Knell simply slipped behind the rat’s back to the enforcer – she didn’t fancy pushing by Duster; people like her had Big Ideas about respect. The enforcer nodded a greeting, “Blackhand,” they said, voice distorted by a spell woven into the mask. Of course The Quiet Man’s goons knew who she was.
“Take it you have something relevant?” they continued, as the ringleaders continued to bicker, and tilted their head as if to look askance at the crowd, “Impassioned rabble-rousing is fine too; they’re not getting more riled.”
Knell followed their implied gaze, and shook her head, “you have ways, eh?”
The enforcer said nothing.
“I’ll just address the crowd then, shall I?”
“Give me a hint.”
“This whole mess is a fix – I know who the murderer is, and they’re not a Vampire.”
The masked enforcer remained impassive.
“We had some intel to suggest that,” he said, “so the testimony will be useful.”
“They’re some kind of… renegade Eotran monk, called Thousand Blades Smiling,” she said.
“A renegade monk,” the enforcer replied, and Knell swore she could hear their eyebrow go up under the mask.
“I know, it sounds ridiculous, but you know they hate vampires-”

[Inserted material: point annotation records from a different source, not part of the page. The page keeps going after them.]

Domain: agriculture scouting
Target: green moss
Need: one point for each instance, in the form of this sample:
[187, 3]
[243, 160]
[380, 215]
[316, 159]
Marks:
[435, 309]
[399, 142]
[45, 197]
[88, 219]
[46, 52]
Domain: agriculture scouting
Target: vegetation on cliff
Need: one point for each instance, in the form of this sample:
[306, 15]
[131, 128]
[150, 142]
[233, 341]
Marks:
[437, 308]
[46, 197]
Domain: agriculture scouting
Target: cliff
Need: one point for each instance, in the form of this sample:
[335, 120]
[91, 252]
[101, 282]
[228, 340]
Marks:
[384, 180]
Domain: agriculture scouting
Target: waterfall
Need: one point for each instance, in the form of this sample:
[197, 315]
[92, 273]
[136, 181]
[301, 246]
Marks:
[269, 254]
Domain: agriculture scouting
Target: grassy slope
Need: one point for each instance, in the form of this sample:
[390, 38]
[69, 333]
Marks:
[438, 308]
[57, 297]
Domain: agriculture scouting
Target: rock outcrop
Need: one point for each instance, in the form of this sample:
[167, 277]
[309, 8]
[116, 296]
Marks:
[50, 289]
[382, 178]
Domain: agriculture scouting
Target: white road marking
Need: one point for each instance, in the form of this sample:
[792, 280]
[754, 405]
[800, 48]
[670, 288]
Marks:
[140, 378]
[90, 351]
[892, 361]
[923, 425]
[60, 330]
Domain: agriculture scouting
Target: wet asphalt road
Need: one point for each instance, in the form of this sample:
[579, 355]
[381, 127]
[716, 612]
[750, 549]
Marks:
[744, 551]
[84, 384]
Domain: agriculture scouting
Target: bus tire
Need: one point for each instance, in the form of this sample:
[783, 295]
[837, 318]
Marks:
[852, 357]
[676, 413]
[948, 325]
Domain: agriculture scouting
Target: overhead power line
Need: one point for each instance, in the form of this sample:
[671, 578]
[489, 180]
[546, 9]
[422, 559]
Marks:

“Right, but no vampires are-” They said, interrupting Knell and then stopping short to look over the crowd.
“Yeah, alright, I can see how that’s meant to work,” they said, “the Dellebronim did something similar at the Loomis Enclave.”
The enforcer stepped past her, touched something hidden near their throat, and spoke with a voice that echoed out over the crowd.
“Attention citizens and guests of Moonbend! The Archivist and their brood are no longer under direct suspicion of murder; you are advised once again to return to your homes and leave our investigation unobstructed!”
Waistcoat visibly sagged with relief, and Duster’s expression was inscrutable but for a faint air of contempt, but the crowd seem mostly placated; a ripple of conversation rolled through them and they begin to disperse save a few die hards on either side. And, Knell suspected, some tourists.
Duster sidled up towards Knell and the enforcer, who nonchalantly laid a hand on the butt of their pistol.
“You know somethin’?” She asked.
“Enough,” Knell replied, wary.
“Who killed ‘em?”
“That is not public information,” the enforcer cut in.
“Screw you,” Duster replied, and spat, “how’d she know?”
“They bought passage on my ship,” Knell said, hurriedly, before the enforcer could stop her.
Duster stepped back, looked her up and down, left arm taut like she was ready to pull steel or throw a punch.
“Guess you got some blame to work off,” she said at last.
“Guess I do,” said Knell, “you want to lend a hand?”
“As long as I get to pull the trigger,” she said, holding out her hand.
It was less a handshake, and more a polite grapple, and both women surreptitiously flexed sore fingers afterward.